Under the bill, a business might have to vet the employment files of its subcontractors, which lawyers said would be an onerous task.
Why would honest employers be worried increase criminal penalties and looking into the files of their subcontractors? That would be because the dirty secret of undocumented immigration is that subcontracting has been the preferred loophole of employers who really want to hire the undocumented but do not want to be implicated in the process. There are many problems with this immigration bill, but increasing employer sanctions is not among them.
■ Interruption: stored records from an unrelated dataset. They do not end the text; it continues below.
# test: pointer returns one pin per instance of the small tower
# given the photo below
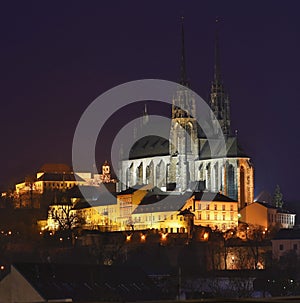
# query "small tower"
(219, 100)
(105, 177)
(183, 134)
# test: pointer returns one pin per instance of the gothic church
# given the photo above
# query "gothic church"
(175, 164)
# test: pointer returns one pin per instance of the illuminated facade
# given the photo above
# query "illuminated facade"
(186, 158)
(266, 216)
(144, 208)
(50, 177)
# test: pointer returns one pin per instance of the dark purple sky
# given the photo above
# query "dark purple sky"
(58, 56)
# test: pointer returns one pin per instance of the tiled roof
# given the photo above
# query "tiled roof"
(59, 177)
(232, 148)
(161, 203)
(149, 146)
(211, 196)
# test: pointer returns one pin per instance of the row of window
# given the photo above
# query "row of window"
(215, 217)
(209, 206)
(295, 246)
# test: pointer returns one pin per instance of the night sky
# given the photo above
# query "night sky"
(58, 56)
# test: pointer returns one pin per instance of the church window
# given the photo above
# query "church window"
(230, 182)
(242, 185)
(140, 174)
(208, 174)
(189, 139)
(216, 178)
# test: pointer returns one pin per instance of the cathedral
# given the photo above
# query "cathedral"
(177, 164)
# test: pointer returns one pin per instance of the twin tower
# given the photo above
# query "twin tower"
(186, 161)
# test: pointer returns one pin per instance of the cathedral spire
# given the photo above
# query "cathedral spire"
(183, 79)
(219, 101)
(217, 70)
(145, 115)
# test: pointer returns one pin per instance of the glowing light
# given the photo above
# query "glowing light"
(164, 236)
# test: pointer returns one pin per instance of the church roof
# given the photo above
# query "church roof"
(156, 202)
(59, 177)
(232, 147)
(55, 168)
(149, 146)
(210, 196)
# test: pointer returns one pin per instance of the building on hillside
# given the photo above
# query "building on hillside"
(49, 177)
(186, 157)
(286, 241)
(217, 211)
(144, 208)
(104, 178)
(266, 216)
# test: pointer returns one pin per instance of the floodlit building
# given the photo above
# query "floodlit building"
(286, 241)
(266, 215)
(186, 157)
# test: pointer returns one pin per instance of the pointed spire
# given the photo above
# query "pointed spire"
(183, 79)
(217, 70)
(145, 115)
(219, 100)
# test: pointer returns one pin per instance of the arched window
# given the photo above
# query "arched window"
(216, 177)
(160, 174)
(150, 173)
(139, 174)
(242, 186)
(130, 176)
(200, 173)
(189, 128)
(208, 176)
(231, 192)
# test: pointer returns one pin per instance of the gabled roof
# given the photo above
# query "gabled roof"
(287, 234)
(278, 209)
(88, 282)
(163, 202)
(55, 168)
(149, 146)
(210, 196)
(232, 148)
(130, 190)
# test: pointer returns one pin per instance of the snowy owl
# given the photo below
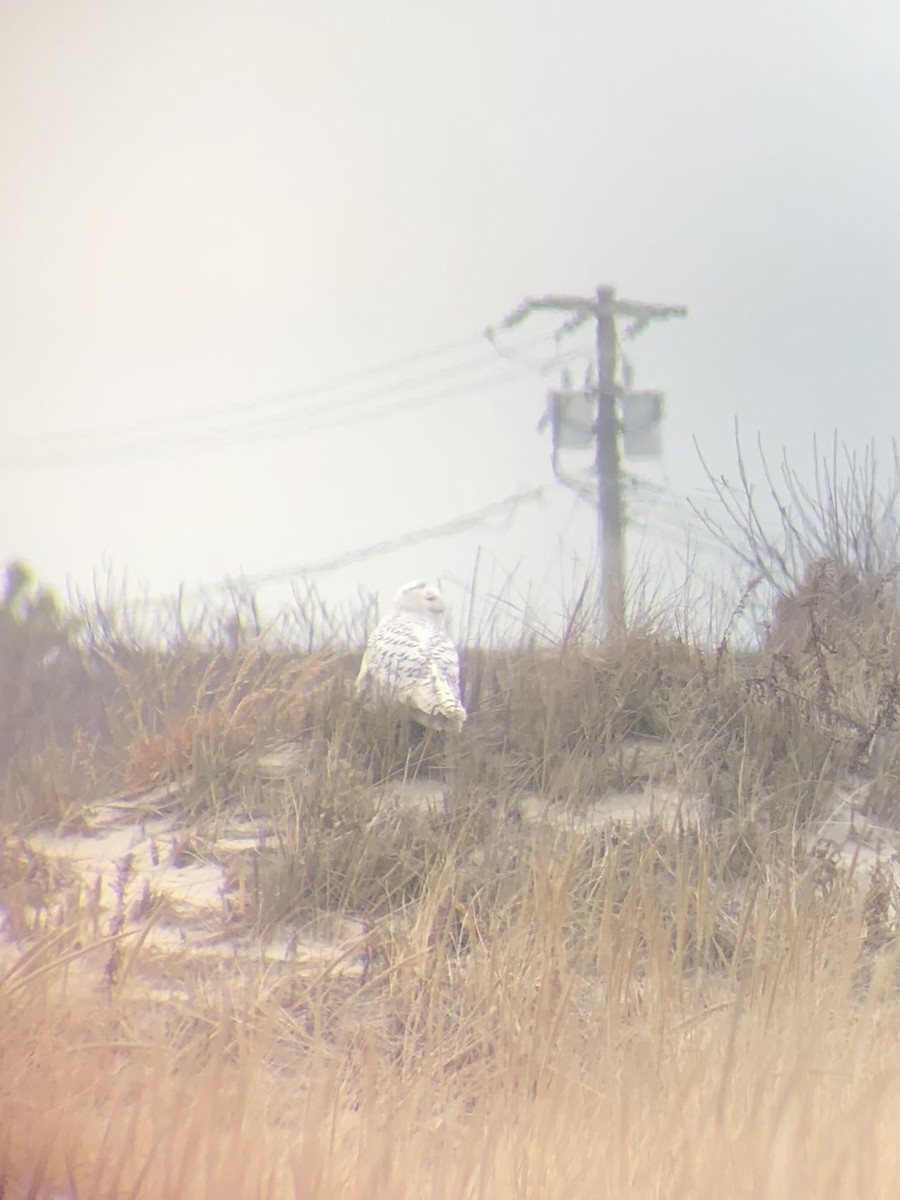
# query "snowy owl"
(409, 658)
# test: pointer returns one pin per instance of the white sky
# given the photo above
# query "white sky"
(209, 203)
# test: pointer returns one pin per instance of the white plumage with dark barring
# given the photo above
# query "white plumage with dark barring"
(411, 659)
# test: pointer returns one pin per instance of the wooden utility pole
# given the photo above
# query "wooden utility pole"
(611, 533)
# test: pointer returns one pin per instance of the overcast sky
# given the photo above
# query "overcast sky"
(223, 225)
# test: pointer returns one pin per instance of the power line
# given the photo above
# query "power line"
(93, 444)
(505, 508)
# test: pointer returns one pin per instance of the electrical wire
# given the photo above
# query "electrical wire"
(309, 411)
(505, 508)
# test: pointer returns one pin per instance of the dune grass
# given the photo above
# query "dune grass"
(687, 1007)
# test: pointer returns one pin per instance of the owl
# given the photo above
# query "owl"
(409, 658)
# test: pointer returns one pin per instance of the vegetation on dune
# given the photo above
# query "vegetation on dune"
(549, 1008)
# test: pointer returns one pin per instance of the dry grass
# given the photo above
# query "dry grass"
(671, 1009)
(579, 1047)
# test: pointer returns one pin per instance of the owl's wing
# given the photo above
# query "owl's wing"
(417, 665)
(396, 658)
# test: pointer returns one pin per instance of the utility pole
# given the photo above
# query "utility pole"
(604, 309)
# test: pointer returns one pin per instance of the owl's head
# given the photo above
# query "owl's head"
(421, 600)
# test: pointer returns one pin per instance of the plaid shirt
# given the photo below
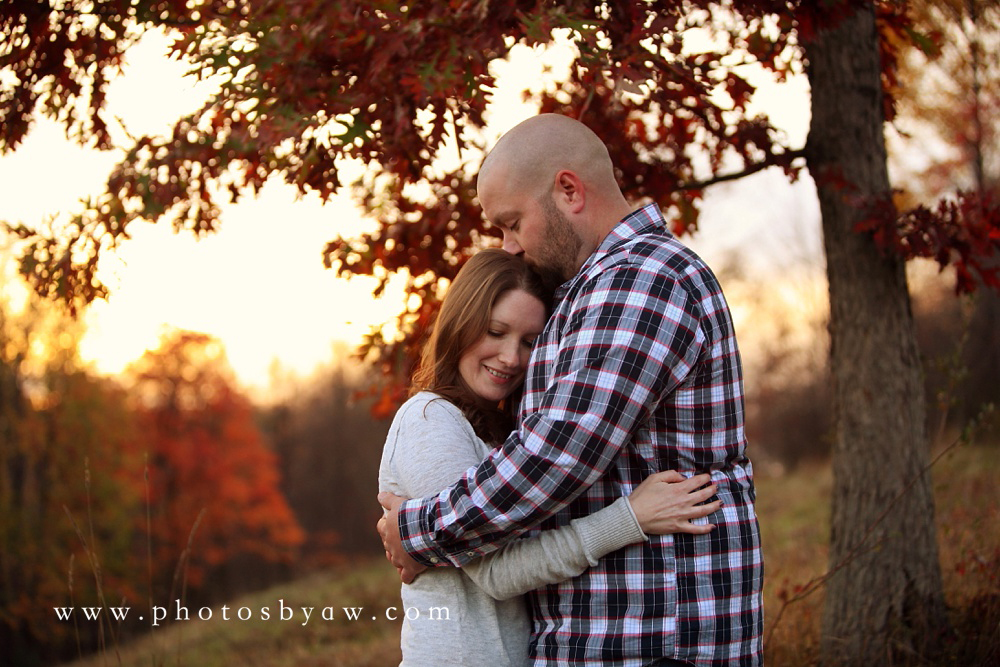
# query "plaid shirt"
(637, 371)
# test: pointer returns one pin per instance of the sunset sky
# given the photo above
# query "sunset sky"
(259, 284)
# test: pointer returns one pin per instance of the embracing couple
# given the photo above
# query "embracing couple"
(574, 444)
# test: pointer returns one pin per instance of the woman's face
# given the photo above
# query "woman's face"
(494, 366)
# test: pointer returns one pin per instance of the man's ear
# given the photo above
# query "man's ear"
(568, 191)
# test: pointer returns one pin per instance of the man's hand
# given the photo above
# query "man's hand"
(388, 529)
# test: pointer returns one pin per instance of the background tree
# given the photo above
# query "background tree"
(67, 501)
(213, 484)
(949, 139)
(404, 88)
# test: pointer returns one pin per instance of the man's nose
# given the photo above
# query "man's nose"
(510, 245)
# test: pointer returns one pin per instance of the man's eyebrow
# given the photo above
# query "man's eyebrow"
(501, 219)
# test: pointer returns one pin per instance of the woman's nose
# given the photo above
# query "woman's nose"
(509, 355)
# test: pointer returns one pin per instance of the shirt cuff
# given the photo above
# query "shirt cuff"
(415, 533)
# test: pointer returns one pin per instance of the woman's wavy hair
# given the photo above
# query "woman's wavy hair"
(463, 319)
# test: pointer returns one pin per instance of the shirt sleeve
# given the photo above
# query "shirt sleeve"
(555, 555)
(629, 337)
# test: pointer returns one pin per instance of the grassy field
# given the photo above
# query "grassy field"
(794, 511)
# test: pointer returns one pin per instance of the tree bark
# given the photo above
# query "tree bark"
(885, 597)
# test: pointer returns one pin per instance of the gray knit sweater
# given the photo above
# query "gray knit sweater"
(475, 615)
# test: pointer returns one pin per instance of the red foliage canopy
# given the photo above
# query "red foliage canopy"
(307, 84)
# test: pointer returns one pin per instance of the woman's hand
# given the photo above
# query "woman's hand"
(666, 502)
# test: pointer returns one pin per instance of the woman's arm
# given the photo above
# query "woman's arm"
(665, 502)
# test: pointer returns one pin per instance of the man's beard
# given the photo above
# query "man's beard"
(555, 263)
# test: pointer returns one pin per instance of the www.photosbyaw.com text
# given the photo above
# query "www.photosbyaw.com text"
(281, 613)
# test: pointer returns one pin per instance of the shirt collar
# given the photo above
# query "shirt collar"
(645, 220)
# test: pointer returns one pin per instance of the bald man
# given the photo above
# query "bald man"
(637, 371)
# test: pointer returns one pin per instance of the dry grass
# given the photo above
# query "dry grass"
(795, 519)
(794, 511)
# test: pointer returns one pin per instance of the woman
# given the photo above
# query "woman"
(462, 404)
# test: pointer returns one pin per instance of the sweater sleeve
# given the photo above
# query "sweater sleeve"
(430, 445)
(555, 555)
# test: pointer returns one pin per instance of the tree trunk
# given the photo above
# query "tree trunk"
(885, 599)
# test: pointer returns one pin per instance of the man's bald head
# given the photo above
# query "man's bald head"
(534, 151)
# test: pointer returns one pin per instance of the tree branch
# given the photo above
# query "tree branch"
(752, 169)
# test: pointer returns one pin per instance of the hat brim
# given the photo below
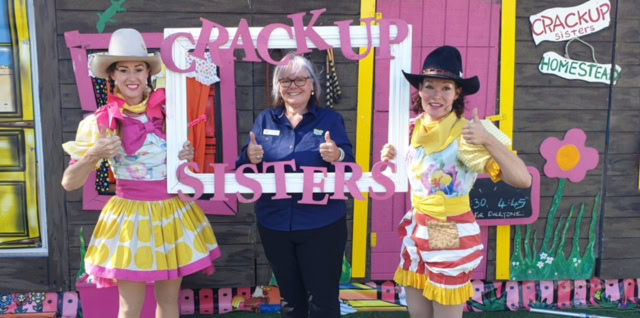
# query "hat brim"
(469, 85)
(101, 62)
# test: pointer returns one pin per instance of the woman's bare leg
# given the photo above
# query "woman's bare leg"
(418, 305)
(444, 311)
(167, 293)
(131, 298)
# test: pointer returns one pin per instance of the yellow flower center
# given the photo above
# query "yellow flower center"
(568, 157)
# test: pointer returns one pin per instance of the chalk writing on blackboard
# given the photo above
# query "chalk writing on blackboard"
(499, 203)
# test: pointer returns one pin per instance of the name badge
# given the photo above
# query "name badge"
(271, 132)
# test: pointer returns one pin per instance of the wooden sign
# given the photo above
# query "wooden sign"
(501, 204)
(553, 63)
(562, 24)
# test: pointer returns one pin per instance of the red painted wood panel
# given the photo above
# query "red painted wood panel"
(474, 27)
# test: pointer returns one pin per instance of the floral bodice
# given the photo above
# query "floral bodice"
(439, 172)
(148, 163)
(452, 169)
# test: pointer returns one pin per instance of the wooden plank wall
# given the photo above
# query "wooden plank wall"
(622, 217)
(545, 106)
(548, 106)
(243, 262)
(52, 273)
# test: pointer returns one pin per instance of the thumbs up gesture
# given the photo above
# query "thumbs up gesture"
(254, 151)
(106, 146)
(329, 151)
(474, 133)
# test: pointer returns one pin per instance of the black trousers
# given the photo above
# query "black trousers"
(307, 265)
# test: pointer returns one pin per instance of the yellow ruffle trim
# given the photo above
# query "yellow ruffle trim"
(410, 279)
(493, 170)
(449, 297)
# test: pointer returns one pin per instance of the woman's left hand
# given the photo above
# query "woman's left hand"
(187, 152)
(474, 133)
(328, 149)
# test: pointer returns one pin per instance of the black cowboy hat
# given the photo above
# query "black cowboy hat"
(445, 63)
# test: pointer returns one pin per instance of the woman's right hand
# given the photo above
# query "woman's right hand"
(105, 147)
(388, 152)
(254, 151)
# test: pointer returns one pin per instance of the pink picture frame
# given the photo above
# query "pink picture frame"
(78, 44)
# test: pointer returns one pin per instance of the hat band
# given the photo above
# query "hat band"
(435, 71)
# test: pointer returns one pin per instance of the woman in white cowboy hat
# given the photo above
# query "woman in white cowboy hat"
(440, 237)
(143, 233)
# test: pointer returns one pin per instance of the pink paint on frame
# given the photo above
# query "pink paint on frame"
(78, 45)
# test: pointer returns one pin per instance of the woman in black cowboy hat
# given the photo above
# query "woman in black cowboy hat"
(441, 243)
(143, 234)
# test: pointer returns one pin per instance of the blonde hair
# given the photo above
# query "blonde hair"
(295, 65)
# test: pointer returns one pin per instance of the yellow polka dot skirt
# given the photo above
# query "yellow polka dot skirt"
(150, 240)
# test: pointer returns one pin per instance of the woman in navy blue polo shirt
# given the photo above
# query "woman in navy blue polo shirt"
(304, 243)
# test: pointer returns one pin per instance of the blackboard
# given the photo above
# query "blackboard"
(501, 204)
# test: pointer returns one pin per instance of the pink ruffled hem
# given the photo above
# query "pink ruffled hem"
(107, 277)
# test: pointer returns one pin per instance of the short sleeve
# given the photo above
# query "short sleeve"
(86, 136)
(477, 158)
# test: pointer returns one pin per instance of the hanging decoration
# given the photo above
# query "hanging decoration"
(107, 15)
(566, 159)
(562, 24)
(569, 24)
(565, 67)
(333, 85)
(104, 175)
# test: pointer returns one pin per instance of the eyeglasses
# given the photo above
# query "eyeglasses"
(300, 81)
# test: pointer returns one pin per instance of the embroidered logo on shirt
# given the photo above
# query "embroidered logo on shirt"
(271, 132)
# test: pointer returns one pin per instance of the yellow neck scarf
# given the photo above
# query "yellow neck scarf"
(435, 136)
(138, 108)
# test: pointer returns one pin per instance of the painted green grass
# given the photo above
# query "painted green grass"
(551, 263)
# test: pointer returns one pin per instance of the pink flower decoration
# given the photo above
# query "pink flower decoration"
(569, 158)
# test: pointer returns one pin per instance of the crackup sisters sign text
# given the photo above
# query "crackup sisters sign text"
(390, 37)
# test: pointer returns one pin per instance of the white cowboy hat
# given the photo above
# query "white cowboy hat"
(125, 45)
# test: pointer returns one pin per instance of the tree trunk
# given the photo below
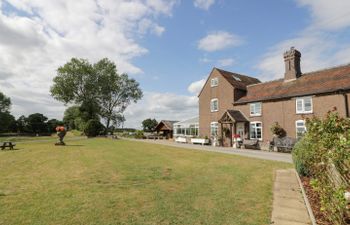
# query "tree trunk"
(107, 124)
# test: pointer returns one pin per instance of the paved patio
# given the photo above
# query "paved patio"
(288, 203)
(275, 156)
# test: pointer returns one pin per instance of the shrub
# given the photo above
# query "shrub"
(277, 130)
(93, 128)
(324, 154)
(139, 134)
(302, 156)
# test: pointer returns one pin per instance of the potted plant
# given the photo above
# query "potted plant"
(236, 140)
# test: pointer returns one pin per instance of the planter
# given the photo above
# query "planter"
(181, 139)
(201, 141)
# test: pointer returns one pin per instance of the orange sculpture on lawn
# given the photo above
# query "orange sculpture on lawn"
(61, 132)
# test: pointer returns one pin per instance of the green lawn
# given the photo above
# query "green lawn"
(102, 181)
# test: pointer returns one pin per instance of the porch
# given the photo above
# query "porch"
(233, 125)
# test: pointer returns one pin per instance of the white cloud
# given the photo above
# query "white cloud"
(219, 40)
(330, 15)
(196, 86)
(162, 106)
(203, 4)
(39, 36)
(318, 44)
(226, 62)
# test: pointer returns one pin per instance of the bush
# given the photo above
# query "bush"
(139, 134)
(324, 155)
(93, 128)
(277, 130)
(302, 156)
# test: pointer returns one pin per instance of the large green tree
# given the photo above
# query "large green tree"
(7, 121)
(76, 82)
(149, 125)
(116, 92)
(98, 89)
(5, 103)
(36, 123)
(73, 118)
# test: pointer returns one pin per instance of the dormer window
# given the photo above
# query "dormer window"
(214, 82)
(214, 105)
(303, 105)
(255, 109)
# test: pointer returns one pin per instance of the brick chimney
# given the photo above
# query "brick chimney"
(292, 64)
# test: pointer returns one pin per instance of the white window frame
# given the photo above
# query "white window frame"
(302, 101)
(214, 82)
(254, 111)
(297, 126)
(212, 109)
(214, 125)
(256, 133)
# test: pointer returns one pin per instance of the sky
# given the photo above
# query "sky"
(168, 46)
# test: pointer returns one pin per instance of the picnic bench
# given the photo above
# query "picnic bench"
(7, 144)
(251, 143)
(284, 144)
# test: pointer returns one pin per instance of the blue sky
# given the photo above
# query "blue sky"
(169, 46)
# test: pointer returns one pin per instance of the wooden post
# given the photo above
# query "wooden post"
(222, 134)
(231, 130)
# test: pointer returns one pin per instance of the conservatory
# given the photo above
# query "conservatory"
(186, 128)
(187, 131)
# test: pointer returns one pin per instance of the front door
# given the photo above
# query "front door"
(240, 130)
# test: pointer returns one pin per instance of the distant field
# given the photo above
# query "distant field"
(52, 137)
(103, 181)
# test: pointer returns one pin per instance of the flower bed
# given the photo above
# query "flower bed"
(323, 155)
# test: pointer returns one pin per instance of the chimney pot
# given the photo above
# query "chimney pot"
(292, 64)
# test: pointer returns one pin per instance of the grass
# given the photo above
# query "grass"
(70, 134)
(102, 181)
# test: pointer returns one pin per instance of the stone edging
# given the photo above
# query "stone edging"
(307, 203)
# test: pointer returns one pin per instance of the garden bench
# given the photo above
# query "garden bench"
(284, 144)
(251, 144)
(7, 144)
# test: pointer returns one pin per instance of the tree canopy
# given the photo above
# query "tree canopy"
(5, 103)
(149, 125)
(98, 90)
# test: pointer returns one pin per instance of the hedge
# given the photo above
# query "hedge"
(324, 155)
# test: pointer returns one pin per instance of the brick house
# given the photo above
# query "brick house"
(231, 103)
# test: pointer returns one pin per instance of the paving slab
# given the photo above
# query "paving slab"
(275, 156)
(288, 204)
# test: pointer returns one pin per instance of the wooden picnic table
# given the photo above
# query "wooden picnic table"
(7, 144)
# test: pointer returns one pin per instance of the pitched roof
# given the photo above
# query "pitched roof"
(318, 82)
(188, 122)
(236, 80)
(167, 123)
(233, 116)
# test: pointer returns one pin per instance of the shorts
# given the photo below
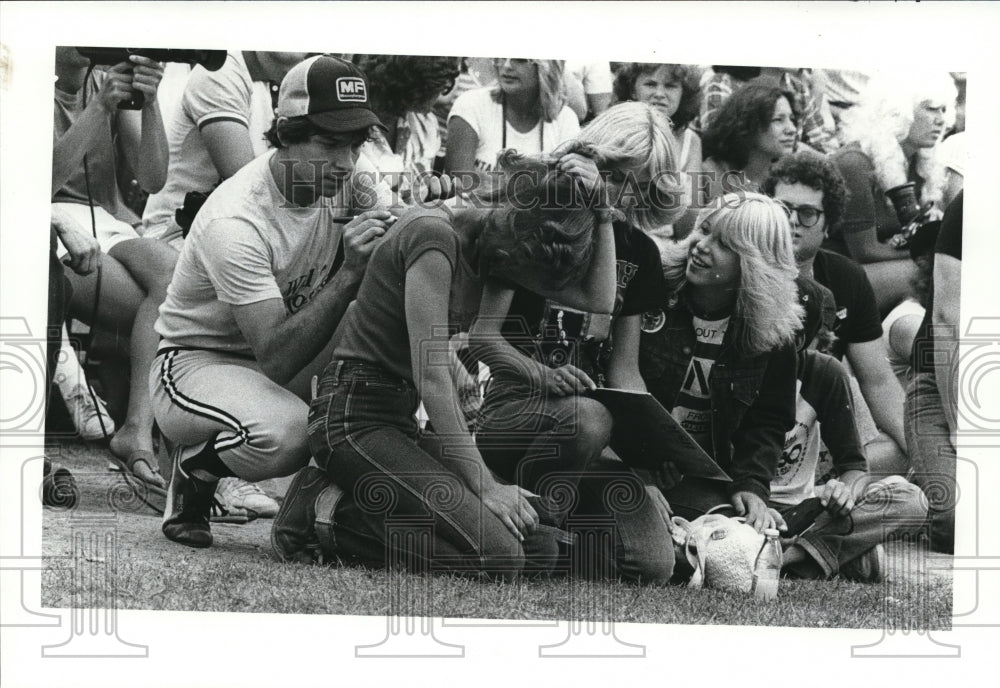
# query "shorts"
(110, 230)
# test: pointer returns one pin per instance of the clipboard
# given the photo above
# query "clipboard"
(645, 435)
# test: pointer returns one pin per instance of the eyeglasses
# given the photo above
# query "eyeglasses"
(498, 62)
(807, 215)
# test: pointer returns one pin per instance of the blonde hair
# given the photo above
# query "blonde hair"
(767, 313)
(634, 138)
(882, 120)
(551, 91)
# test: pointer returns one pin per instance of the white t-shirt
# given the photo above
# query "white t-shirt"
(228, 94)
(693, 406)
(485, 116)
(249, 244)
(795, 477)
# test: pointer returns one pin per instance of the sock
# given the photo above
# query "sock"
(206, 464)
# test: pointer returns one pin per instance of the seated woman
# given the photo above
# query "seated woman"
(405, 89)
(719, 352)
(892, 139)
(424, 283)
(674, 90)
(859, 510)
(535, 428)
(122, 296)
(525, 110)
(752, 129)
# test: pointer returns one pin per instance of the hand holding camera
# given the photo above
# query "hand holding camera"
(362, 235)
(131, 84)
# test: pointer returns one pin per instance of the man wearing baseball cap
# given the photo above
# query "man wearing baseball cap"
(264, 278)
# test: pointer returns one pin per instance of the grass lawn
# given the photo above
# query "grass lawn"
(237, 574)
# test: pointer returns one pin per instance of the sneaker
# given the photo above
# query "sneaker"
(188, 508)
(90, 415)
(236, 493)
(233, 515)
(293, 535)
(59, 488)
(868, 568)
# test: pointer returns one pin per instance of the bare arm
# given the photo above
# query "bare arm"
(460, 155)
(944, 318)
(576, 99)
(623, 369)
(228, 145)
(69, 149)
(865, 248)
(880, 387)
(143, 136)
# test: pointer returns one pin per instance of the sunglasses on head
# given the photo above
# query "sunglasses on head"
(807, 215)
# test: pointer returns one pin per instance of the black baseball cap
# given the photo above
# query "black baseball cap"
(332, 93)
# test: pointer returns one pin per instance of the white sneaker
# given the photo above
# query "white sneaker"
(238, 493)
(87, 415)
(86, 409)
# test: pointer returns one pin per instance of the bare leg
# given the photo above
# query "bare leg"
(151, 265)
(134, 278)
(885, 458)
(892, 282)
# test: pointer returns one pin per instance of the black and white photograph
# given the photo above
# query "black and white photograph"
(495, 335)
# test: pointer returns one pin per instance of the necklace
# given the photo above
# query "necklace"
(503, 116)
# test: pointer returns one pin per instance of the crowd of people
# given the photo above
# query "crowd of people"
(398, 279)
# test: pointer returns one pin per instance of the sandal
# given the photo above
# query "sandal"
(142, 468)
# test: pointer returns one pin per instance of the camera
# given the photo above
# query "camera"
(209, 59)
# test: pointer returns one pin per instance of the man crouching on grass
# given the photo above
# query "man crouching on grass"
(265, 276)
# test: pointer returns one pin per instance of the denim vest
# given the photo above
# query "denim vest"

Unfortunately, business owners are a powerful lobby, and as in the past, it is likely that these increased sanctions will be whittled away until the amount to no more than a wrist slap.
I despise the anti-immigration folks who go after immigrants like they were the pariah of the U.S. Of course, the undocumented are, and always have been, easy targets. My hope is that those who oppose the undocumented will wake up and go after the real perpetrators here: the employers who thrive on undocumented labor. Despite my hopes, I doubt it will happen, however, because I suspect that employers themselves feed the fires of xenophobia, or at least allow them to smolder, that ultimately blame immigrants for a problem that they (employers) have perpetuated for decades.
It is very convenient to have people looking the other way when you benefit from breaking the law.